Debate (on motion by Mr Humphries) adjourned.

RATES AND LAND TAX (AMENDMENT) BILL 1993

Debate resumed from 15 June 1993, on motion by Ms Follett:

That this Bill be agreed to in principle.

MR KAINE (3.45): The Bill presented by the Treasurer the day before yesterday is in fact a simple one. It merely amends the Rates and Land Tax Act 1926 to determine the levels of general rates to be levied on residential, commercial and rural properties for 1993-94; and it varies the basis for the levying of land tax for that same year - something that I presume you can expect to see every year while we are trying to balance our budget in the ACT. Along with that Bill, the Treasurer announced a few other increases in fees and charges, but of course she has not by any means announced all of the increases that the Government intends to put into place over the next year. I am sure that we will hear about the rest of them later. Of course, the question arises: How much later?

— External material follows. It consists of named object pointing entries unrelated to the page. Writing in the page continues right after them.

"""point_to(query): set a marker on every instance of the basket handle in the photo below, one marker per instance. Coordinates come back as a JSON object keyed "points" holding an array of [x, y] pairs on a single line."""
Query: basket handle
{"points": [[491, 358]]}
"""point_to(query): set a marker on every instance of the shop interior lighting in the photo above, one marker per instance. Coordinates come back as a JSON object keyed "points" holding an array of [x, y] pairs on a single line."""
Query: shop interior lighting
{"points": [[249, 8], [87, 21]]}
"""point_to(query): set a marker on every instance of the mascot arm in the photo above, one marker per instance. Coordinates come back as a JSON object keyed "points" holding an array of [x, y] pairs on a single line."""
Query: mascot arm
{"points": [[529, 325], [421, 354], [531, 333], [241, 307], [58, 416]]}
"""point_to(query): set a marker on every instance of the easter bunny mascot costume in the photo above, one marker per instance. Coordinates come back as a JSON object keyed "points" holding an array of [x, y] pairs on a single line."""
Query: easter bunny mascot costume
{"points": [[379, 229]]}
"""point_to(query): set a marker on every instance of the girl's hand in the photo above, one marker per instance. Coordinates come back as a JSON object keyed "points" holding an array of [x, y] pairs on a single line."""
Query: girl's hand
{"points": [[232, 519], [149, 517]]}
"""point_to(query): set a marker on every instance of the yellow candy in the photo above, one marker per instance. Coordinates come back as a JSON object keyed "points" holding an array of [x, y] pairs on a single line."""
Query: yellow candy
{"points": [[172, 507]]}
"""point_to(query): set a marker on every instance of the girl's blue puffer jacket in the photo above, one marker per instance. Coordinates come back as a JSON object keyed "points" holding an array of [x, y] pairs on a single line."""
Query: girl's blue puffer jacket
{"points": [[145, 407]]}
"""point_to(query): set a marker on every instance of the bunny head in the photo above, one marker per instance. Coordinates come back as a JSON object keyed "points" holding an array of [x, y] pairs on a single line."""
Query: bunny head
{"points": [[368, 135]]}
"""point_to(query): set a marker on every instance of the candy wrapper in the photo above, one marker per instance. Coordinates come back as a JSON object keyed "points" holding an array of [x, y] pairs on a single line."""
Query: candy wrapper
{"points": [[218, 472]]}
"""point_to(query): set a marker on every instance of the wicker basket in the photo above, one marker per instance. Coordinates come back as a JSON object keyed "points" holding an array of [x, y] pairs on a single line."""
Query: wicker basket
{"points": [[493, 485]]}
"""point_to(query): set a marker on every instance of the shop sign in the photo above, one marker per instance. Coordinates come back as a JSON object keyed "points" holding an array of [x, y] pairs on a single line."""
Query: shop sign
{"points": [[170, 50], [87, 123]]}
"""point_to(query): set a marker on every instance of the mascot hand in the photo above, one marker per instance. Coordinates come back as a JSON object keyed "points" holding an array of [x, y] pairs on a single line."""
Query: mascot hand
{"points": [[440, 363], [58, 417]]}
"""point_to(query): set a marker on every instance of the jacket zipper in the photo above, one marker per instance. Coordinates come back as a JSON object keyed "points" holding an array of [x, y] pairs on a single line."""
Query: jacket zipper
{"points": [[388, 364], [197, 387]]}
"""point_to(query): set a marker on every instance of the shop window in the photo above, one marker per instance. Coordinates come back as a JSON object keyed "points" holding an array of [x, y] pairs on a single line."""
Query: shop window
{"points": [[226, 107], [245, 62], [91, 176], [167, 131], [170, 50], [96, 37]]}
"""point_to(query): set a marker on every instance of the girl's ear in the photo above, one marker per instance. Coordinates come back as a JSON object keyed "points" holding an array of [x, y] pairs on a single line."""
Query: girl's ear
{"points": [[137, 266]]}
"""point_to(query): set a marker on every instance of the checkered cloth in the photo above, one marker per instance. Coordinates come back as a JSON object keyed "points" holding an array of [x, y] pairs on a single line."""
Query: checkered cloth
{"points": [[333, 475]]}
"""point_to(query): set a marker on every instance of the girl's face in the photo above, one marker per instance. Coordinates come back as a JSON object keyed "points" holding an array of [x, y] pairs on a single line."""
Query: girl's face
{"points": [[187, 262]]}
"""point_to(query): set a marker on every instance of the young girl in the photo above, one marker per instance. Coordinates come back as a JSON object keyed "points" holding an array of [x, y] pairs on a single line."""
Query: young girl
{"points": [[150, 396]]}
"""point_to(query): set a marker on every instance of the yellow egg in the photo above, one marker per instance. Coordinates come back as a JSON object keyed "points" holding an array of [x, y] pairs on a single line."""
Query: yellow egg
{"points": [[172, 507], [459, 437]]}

The changes proposed by the Treasurer, in themselves, are perhaps somewhat innocuous, although they reflect the sheer panic being experienced by the Government in dealing with their budget for 1993-94. In hard economic times, with high levels of unemployment, reducing retail turnover, stagnant car sales statistics, high levels of business failure and personal bankruptcy, we might have expected that the Government would restrict increases in rates and land taxes to the absolute minimum. Yet, with the CPI at around 2 per cent, the rates on residential properties are to increase by 8.7 per cent on average; and land tax, as it relates to commercial properties, is to increase by 50 per cent - from one to 1.5 per cent - on those properties you consider as residential properties.

Ms Follett: Ninety-three per cent are under $100,000.

MR KAINE: Yes, that is a 50 per cent increase. The media and others have already made some comment about some of these charges. People bearing the burden of these additional imposts will, I guess, make their own judgments about their fairness and the social justice inherent in them. One has to assume that the Government is clearly desperately searching for every possible dollar that it can rake up, irrespective of whether it is justified, whether it is fair or whether it is socially just. I am sure that my colleagues here, in their comments in this debate, will speak further about that.